Again, a very valid perspective, and we need to recognise that if these organisations were not to benefit from 2008 ‘celebrations’
they would be in serious trouble in 2009 – which would mean the loss of many very accomplished artists and performers who currently work in the city(but often choose not to live here because the additional employment opportunities are so much better in, say, Manchester – see below).
Nurturing home-based professional artistic talent?
But the requirement to sustain the big arts organisations, though vital for Liverpool’s future status, still ignores the need – not at all as yet recognised as far as I can judge – to support locally-based fully trained and professional artists and performers with very high levels of skill who want to work in the city simply as artists and performers, not as community-based animateurs.
An edgy approach
This may be difficult when, for instance, the new Liverpool
Commissions stream requires that applicants offer something wacky and on the edge; which is good for some, but sounds absolutely daft if you are a historically-inclined fine arts person or a classically trained musician.
Playing to the local Liverpool gallery, which prides itself on being on the edge, is understandable, but it won’t impress many others from elsewhere; and why aren’t local professional artists being respected as artists in their own right – or so it might appear – in the same way as visiting ones?
I have already asked How Will We Know That Liverpool 2007 & 2008 Were Successful?
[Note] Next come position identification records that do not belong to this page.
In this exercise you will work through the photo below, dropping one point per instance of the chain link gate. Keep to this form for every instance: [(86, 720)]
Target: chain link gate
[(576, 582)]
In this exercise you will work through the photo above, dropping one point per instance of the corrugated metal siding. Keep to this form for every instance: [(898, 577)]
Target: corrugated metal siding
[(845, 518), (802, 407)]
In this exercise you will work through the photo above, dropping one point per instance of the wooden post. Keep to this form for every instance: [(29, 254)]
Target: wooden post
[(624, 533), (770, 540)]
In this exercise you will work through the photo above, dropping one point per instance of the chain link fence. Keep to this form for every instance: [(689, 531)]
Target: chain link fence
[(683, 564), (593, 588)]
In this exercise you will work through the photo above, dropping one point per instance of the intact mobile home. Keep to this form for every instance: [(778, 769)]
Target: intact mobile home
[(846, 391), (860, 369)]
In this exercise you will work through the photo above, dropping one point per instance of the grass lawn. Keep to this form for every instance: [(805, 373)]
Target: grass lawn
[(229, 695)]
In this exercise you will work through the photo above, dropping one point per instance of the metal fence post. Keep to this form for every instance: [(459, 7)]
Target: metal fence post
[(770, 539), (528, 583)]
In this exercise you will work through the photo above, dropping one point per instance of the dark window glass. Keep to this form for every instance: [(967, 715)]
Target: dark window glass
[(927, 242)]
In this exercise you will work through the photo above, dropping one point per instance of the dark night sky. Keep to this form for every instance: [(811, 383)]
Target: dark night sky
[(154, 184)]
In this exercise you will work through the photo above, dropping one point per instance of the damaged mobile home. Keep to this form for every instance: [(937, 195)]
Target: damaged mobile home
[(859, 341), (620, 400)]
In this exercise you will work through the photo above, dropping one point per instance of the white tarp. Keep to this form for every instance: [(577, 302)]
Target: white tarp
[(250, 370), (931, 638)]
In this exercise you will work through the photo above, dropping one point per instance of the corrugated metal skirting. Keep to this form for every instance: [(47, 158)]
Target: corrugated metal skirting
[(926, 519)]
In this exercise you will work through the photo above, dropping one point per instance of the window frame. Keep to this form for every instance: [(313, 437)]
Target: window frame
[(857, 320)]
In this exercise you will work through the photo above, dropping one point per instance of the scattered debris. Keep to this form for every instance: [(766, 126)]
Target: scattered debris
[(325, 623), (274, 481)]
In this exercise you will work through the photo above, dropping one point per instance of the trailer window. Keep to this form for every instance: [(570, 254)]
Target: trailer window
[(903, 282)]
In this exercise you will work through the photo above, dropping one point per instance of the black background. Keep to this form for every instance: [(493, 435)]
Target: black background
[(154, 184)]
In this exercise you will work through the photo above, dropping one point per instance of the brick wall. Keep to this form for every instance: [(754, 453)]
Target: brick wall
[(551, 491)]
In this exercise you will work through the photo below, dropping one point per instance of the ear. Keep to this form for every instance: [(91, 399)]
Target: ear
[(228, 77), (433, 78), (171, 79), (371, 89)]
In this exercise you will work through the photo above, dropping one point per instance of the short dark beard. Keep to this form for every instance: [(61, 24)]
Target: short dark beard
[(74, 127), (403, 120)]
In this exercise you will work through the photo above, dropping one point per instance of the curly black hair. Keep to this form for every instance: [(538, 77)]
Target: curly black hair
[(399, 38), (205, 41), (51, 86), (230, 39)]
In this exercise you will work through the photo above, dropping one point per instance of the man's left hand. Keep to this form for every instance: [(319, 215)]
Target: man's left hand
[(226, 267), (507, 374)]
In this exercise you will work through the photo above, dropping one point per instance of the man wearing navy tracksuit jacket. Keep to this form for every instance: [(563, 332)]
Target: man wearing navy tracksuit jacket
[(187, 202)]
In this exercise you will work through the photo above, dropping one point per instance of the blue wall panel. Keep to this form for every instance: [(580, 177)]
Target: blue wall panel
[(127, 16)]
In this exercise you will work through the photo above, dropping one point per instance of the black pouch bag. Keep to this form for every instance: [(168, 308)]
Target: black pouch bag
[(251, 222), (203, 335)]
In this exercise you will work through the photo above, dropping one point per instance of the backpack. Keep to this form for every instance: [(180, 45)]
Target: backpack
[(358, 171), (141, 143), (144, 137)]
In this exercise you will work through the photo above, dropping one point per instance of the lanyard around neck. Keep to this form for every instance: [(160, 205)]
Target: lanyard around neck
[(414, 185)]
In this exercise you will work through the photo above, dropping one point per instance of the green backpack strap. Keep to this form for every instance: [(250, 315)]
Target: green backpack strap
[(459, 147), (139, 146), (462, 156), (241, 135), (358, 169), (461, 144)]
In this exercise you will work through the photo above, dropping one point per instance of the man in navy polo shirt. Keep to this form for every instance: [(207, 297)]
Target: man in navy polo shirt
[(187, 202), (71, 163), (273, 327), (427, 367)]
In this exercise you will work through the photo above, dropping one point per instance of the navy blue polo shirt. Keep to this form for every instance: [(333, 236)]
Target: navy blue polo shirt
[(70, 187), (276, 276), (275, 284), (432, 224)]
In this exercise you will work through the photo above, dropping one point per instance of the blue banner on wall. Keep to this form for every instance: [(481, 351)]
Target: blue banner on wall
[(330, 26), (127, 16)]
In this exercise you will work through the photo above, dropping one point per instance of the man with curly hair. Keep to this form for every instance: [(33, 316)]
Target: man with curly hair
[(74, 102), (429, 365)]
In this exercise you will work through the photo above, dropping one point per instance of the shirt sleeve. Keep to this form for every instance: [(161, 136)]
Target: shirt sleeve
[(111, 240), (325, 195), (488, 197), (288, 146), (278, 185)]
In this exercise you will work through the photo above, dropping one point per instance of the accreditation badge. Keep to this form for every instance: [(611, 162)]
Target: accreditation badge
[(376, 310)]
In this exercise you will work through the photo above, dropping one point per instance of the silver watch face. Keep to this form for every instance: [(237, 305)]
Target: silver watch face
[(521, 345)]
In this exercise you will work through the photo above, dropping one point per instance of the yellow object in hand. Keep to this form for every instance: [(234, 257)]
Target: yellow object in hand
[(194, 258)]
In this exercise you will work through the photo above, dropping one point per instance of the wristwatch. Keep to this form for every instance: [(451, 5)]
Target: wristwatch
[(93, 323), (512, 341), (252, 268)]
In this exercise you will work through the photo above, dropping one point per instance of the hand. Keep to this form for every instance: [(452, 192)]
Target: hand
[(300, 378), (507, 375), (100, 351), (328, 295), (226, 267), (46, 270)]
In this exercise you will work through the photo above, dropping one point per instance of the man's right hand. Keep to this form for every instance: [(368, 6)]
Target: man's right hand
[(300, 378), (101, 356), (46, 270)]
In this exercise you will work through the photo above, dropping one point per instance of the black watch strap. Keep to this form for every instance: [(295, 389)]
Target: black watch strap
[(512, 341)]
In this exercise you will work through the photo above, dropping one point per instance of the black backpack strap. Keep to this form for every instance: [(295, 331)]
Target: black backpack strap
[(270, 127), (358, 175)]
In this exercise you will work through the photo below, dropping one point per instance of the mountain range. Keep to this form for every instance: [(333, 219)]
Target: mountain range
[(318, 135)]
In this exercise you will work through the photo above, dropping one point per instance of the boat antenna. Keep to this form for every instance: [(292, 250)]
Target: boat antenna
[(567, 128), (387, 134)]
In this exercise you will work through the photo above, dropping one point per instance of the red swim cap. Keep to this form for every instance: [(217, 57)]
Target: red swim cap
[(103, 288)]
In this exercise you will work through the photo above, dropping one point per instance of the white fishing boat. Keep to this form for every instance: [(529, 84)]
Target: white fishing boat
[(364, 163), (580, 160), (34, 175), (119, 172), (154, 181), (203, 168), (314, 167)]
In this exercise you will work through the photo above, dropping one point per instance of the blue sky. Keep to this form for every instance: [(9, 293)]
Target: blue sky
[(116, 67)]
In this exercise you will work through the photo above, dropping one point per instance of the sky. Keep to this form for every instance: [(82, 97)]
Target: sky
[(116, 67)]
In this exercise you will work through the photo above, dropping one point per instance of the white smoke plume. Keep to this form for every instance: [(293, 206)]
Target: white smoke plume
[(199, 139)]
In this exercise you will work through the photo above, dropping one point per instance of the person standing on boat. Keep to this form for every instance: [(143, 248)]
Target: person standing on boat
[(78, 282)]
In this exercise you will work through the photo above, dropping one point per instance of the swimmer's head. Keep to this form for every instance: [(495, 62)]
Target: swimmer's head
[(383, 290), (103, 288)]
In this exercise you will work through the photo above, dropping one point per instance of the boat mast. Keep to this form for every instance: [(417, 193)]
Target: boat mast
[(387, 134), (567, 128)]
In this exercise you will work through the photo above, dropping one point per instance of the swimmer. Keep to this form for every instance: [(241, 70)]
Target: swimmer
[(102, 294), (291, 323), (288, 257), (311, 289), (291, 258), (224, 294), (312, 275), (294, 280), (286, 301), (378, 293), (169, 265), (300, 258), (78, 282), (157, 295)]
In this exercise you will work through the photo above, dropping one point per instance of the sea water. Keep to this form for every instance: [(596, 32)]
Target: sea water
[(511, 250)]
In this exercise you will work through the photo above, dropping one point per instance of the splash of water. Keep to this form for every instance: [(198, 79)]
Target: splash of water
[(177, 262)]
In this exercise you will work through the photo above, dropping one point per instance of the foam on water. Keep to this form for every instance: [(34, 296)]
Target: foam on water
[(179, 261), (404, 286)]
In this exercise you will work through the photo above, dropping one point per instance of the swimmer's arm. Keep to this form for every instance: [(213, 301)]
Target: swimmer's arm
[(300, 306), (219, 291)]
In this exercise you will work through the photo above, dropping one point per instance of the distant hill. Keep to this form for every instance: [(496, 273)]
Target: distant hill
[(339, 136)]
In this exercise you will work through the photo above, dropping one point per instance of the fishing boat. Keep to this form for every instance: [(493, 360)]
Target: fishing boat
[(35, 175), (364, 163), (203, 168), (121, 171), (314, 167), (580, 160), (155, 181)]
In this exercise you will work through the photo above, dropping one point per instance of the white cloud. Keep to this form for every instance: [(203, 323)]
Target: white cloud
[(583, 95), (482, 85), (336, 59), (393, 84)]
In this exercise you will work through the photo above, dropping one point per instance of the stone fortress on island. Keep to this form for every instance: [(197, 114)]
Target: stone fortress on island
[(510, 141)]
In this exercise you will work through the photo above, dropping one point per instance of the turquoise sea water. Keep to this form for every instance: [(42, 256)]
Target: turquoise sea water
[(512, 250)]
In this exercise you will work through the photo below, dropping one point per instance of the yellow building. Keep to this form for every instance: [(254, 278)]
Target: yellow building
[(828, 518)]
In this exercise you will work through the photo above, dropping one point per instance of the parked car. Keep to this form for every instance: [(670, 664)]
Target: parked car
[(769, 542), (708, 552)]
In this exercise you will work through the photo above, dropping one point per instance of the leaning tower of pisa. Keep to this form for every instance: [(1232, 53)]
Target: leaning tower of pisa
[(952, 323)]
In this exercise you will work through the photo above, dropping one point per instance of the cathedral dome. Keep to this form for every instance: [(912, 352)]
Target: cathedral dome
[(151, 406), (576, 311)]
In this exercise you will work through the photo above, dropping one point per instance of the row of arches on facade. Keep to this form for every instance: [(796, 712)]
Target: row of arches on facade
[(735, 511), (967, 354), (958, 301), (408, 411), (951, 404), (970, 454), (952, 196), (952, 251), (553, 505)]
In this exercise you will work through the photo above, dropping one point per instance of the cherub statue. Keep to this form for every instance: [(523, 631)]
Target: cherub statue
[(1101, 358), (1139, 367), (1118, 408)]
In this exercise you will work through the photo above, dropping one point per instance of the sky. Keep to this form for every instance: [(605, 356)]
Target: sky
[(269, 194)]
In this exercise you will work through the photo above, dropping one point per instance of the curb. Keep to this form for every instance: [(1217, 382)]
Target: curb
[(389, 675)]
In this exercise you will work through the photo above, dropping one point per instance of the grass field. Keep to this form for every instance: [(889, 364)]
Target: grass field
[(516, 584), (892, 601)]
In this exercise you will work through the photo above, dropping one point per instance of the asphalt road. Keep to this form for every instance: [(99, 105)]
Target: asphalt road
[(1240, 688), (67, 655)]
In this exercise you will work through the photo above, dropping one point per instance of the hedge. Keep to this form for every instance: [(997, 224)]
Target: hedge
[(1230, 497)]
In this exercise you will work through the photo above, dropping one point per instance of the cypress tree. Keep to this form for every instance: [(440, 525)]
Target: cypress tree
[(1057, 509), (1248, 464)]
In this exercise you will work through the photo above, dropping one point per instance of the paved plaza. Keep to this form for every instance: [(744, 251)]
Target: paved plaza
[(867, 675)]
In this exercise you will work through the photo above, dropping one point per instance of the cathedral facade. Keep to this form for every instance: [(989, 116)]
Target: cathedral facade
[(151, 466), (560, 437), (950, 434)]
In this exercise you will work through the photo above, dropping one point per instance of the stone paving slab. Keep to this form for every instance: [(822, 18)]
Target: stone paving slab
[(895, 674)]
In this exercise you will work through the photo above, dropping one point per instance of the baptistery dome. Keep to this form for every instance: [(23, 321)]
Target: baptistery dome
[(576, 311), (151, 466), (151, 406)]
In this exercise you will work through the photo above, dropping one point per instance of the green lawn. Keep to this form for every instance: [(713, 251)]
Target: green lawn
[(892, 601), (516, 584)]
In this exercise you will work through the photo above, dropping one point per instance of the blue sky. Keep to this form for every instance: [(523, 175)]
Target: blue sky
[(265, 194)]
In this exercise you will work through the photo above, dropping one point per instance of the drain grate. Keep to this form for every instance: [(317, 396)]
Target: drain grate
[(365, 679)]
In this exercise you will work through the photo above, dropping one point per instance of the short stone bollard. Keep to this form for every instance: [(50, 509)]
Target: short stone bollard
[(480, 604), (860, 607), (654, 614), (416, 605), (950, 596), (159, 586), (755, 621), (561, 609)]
And that debate continues.
At least three views?
In the meantime, I’m still not sure what the answers might be, but they seem to coalesce around the three views above:
1. tourist spend / beds
2. community cohesion and capacity building
3. (potentially) retention of high-level artistic skills in the city
Where’s the dialogue?
Unfortunately however there seems to be very little dialogue between those who promote each of these perspectives.
Indeed, I’m not sure it’s possible to do this under the present ‘consultation’ arrangements, with occasional meetings of large numbers of people – professional artists and others with very different experience together – in sports halls and the like.
Bringing the issues into focus
If Alex Corina’s current activities can help everyone to focus on
the ‘what’s 2008 for?’ message whilst there’s still at least a little bit of time left, that will be excellent.
As a city resident I’d like to see everything succeed so that proposed cultural ‘villages’, respected highly-skilled professional artists and performers, and our tourist trade all flourish ; but we’re still a way from achieving this.
A matter of urgency
The dialogue does need to be getting somewhere, and pretty quickly, please.